I removed Redis from our job system and moved the queue into Postgres. I’ll show the schema, the exact queries, the failure modes, and the operational playbook.
Why Postgres for jobs
One less moving piece reduces incident surface.
Transactions let producers atomically write app state and enqueue work.
Backups and HA piggyback on the database you already run.
FOR UPDATE SKIP LOCKED gives cheap, fair-ish work stealing without central coordinators.
You still get at-least-once delivery; exactly-once is marketing.
The data model
Use a single table with partial indexes; avoid status fan-out tables until you need partitioning.
-- status kept narrow for cheap comparisons CREATE TYPE job_status AS ENUM ('queued','running','succeeded','failed','dead'); CREATE TABLE jobs ( id bigserial PRIMARY KEY, queue text NOT NULL, -- e.g. "emails", "reports" priority int NOT NULL DEFAULT 0, -- larger = earlier run_at timestamptz NOT NULL DEFAULT now(), -- schedule / backoff created_at timestamptz NOT NULL DEFAULT now(), started_at timestamptz, finished_at timestamptz, lease_until timestamptz, -- worker heartbeat / lease attempts int NOT NULL DEFAULT 0, max_attempts int NOT NULL DEFAULT 20, unique_key text, -- idempotency key worker_id text, last_error text, payload jsonb NOT NULL, status job_status NOT NULL DEFAULT 'queued' ); -- Fast pickup of ready jobs CREATE INDEX jobs_ready_idx ON jobs (queue, priority DESC, run_at, id) WHERE status='queued'; -- Prevent duplicate in-flight work for idempotent tasks CREATE UNIQUE INDEX jobs_unique_inflight ON jobs(unique_key) WHERE status IN ('queued','running');
Enqueue with idempotency
Producers should be boring and transactional.

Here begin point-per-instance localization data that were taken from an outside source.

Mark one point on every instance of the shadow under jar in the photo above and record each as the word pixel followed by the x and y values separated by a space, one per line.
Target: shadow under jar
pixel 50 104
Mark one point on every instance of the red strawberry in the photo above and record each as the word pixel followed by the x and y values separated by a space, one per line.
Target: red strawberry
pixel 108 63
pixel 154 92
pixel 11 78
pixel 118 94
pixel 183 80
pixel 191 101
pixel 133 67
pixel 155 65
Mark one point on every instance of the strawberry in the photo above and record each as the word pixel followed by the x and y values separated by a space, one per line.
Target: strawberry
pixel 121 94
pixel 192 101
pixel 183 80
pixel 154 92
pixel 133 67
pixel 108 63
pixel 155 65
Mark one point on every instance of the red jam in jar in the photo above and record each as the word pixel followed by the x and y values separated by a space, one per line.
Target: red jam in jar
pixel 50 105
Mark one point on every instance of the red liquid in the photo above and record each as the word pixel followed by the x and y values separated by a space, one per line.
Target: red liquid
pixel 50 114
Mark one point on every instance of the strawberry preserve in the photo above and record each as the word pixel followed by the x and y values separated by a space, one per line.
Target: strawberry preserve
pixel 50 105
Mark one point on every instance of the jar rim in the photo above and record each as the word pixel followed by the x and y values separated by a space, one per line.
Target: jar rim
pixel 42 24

-- inside the same txn as your domain write INSERT INTO jobs (queue, priority, run_at, unique_key, payload) VALUES ($1, $2, coalesce($3, now()), $4, $5) ON CONFLICT ON CONSTRAINT jobs_unique_inflight DO NOTHING RETURNING id;
If you need “coalesce or bump schedule,” upsert into run_at with GREATEST(existing.run_at, new.run_at).
Claiming work with SKIP LOCKED
Claim, mark running, and release locks quickly; do the heavy work outside the claim transaction.
-- claim N jobs fairly by priority then time WITH cte AS ( SELECT id FROM jobs WHERE queue = $1 AND status='queued' AND run_at <= now() ORDER BY priority DESC, run_at, id FOR UPDATE SKIP LOCKED LIMIT $2 ) UPDATE jobs j SET status='running', started_at = now(), lease_until = now() + interval '30 seconds', worker_id = $3 FROM cte WHERE j.id = cte.id RETURNING j.*;
SKIP LOCKED prevents thundering herds and minimizes cross-worker contention.
Keep the claim transaction short to avoid vacuum lag.
Heartbeats and leases
Workers must extend leases while executing to recover from crashes without global coordination.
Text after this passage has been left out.